Dziś „Blue Monday” – według pseudonaukowych teorii najbardziej depresyjny dzień w roku. Określenie zostało wprowadzone prawie 20 lat temu przez jednego z brytyjskich psychologów, który za pomocą wzoru matematycznego określił datę najbardziej przygnębiającego dnia w roku. Uwzględnił on czynniki meteorologiczne, jak krótki dzień i niskie nasłonecznienie oraz uwarunkowania psychologiczne i ekonomiczne.
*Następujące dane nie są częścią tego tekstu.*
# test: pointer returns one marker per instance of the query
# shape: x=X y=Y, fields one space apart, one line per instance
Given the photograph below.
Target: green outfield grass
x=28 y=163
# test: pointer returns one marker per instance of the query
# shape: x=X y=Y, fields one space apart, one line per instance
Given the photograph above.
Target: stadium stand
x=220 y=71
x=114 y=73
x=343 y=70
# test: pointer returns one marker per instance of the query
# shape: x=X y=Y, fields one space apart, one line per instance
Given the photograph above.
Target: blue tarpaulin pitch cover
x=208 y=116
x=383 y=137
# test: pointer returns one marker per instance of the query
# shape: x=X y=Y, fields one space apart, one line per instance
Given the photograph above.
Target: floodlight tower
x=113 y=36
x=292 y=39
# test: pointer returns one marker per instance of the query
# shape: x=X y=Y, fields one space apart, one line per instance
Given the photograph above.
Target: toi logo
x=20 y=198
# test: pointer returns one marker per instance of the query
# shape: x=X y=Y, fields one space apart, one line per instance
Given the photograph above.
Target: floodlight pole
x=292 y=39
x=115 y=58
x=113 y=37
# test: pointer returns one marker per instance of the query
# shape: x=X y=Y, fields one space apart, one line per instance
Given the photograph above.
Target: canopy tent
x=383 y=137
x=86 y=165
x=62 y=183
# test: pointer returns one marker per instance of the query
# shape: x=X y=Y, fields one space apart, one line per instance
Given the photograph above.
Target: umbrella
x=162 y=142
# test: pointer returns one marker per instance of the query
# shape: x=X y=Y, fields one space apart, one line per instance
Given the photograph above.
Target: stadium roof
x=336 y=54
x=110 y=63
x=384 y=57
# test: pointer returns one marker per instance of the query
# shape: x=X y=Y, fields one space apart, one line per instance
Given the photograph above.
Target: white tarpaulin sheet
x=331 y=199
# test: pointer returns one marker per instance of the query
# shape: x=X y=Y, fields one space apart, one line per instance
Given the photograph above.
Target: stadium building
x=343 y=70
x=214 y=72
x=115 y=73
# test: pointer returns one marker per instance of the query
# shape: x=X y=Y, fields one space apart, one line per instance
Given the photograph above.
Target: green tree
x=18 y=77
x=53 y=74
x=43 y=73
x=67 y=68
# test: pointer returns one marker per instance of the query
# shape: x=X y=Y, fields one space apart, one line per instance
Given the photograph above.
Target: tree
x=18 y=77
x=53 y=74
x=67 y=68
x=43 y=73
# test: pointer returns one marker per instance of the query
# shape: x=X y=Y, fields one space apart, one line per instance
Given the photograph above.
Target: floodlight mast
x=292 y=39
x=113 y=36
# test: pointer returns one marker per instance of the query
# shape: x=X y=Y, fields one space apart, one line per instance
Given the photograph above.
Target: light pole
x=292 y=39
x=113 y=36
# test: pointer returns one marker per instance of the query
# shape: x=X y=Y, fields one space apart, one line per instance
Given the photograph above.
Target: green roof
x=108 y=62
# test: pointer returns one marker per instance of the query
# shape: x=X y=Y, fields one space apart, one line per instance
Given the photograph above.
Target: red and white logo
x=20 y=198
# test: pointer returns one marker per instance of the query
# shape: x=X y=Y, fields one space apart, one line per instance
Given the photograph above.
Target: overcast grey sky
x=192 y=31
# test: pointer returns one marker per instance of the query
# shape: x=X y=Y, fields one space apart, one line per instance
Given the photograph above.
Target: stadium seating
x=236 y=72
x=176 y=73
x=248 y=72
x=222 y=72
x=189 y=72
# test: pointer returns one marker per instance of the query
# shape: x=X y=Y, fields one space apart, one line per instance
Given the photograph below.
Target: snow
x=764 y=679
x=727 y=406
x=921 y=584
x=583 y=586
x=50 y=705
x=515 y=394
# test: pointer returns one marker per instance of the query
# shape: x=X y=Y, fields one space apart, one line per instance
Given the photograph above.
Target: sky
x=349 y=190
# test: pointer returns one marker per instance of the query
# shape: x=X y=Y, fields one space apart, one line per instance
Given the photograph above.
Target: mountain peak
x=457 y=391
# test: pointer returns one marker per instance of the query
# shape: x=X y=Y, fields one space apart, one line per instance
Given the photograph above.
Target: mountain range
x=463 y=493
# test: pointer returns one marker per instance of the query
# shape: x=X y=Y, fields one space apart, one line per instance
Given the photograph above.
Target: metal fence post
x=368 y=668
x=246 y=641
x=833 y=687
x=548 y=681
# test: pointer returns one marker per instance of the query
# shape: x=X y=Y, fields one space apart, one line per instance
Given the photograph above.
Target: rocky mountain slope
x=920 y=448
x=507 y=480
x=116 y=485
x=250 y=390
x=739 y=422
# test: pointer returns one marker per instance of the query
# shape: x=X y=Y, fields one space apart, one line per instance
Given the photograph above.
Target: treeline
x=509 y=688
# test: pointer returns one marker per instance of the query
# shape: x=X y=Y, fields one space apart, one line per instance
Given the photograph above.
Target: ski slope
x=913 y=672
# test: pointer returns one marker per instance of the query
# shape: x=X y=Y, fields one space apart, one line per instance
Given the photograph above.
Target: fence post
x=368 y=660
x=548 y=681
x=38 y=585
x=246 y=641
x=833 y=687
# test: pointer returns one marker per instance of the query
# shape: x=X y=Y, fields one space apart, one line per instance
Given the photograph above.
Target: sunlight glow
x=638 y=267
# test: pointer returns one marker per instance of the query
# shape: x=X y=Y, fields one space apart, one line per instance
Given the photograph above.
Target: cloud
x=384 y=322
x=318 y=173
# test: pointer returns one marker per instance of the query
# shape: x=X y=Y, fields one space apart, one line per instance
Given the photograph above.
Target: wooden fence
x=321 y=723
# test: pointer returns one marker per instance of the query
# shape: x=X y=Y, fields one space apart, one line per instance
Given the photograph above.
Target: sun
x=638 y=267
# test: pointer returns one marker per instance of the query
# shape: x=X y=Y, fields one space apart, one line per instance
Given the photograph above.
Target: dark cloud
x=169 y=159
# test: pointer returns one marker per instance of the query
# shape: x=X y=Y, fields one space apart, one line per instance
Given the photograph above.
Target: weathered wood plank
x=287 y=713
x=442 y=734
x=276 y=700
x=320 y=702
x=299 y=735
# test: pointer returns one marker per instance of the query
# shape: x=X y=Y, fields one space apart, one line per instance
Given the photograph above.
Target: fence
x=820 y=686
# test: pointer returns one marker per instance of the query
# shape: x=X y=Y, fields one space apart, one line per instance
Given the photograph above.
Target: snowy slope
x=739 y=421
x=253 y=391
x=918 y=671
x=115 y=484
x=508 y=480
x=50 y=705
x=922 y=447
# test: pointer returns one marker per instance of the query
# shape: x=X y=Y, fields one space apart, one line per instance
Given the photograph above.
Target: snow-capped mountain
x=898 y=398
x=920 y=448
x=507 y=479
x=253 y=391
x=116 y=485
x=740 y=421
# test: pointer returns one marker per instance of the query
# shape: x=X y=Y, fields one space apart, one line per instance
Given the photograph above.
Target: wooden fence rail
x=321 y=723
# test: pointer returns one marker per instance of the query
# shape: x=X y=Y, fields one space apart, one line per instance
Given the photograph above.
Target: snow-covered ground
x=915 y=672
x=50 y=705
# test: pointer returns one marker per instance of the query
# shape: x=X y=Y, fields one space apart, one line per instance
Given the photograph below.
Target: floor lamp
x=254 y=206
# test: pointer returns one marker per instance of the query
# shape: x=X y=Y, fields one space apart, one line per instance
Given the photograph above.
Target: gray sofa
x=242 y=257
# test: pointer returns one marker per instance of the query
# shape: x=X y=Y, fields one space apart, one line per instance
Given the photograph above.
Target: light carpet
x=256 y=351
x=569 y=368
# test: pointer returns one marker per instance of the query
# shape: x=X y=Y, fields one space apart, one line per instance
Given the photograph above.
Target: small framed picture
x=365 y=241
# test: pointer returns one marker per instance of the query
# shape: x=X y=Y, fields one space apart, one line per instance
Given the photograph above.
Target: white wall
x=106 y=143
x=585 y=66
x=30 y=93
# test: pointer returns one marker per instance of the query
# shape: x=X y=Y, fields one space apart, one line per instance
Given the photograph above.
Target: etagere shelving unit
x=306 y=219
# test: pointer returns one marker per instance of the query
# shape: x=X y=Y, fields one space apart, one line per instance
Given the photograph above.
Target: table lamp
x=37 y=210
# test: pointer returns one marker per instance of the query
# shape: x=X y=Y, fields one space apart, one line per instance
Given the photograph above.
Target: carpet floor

– Osoba, która to wymyśliła, zapewne sama miała problemy z depresją – ocenia psycholog Dariusz Perszko. – Po prostu w to nie wierzę. I jeżeli kogokolwiek bym spotkał to bym namawiał, żeby nie wierzył w ten „blue Monday”, żeby go zmienił w „blues Monday”. Puścił sobie świetną muzykę, tańcem poszedł do pracy, spotkał się z ludźmi, zażartował z nimi. Otworzył dzień w sposób radosny, zadowalający, myśląc „świetny śnieg pada. To nic, że jechałem po lodzie 30 kilometrów, ale dojechałem. Cały i szczęśliwy”. Tak też można.
CZYTAJ: IMGW: początek tygodnia pochmurny z opadami śniegu
Twórcą teorii dotyczącej „niebieskiego poniedziałku” jest brytyjski psycholog – Cliff Arnal. Do 2011 roku miał on przypadać w czwarty poniedziałek stycznia. Obecnie za „Blue Monday” uważa się trzeci poniedziałek tego miesiąca.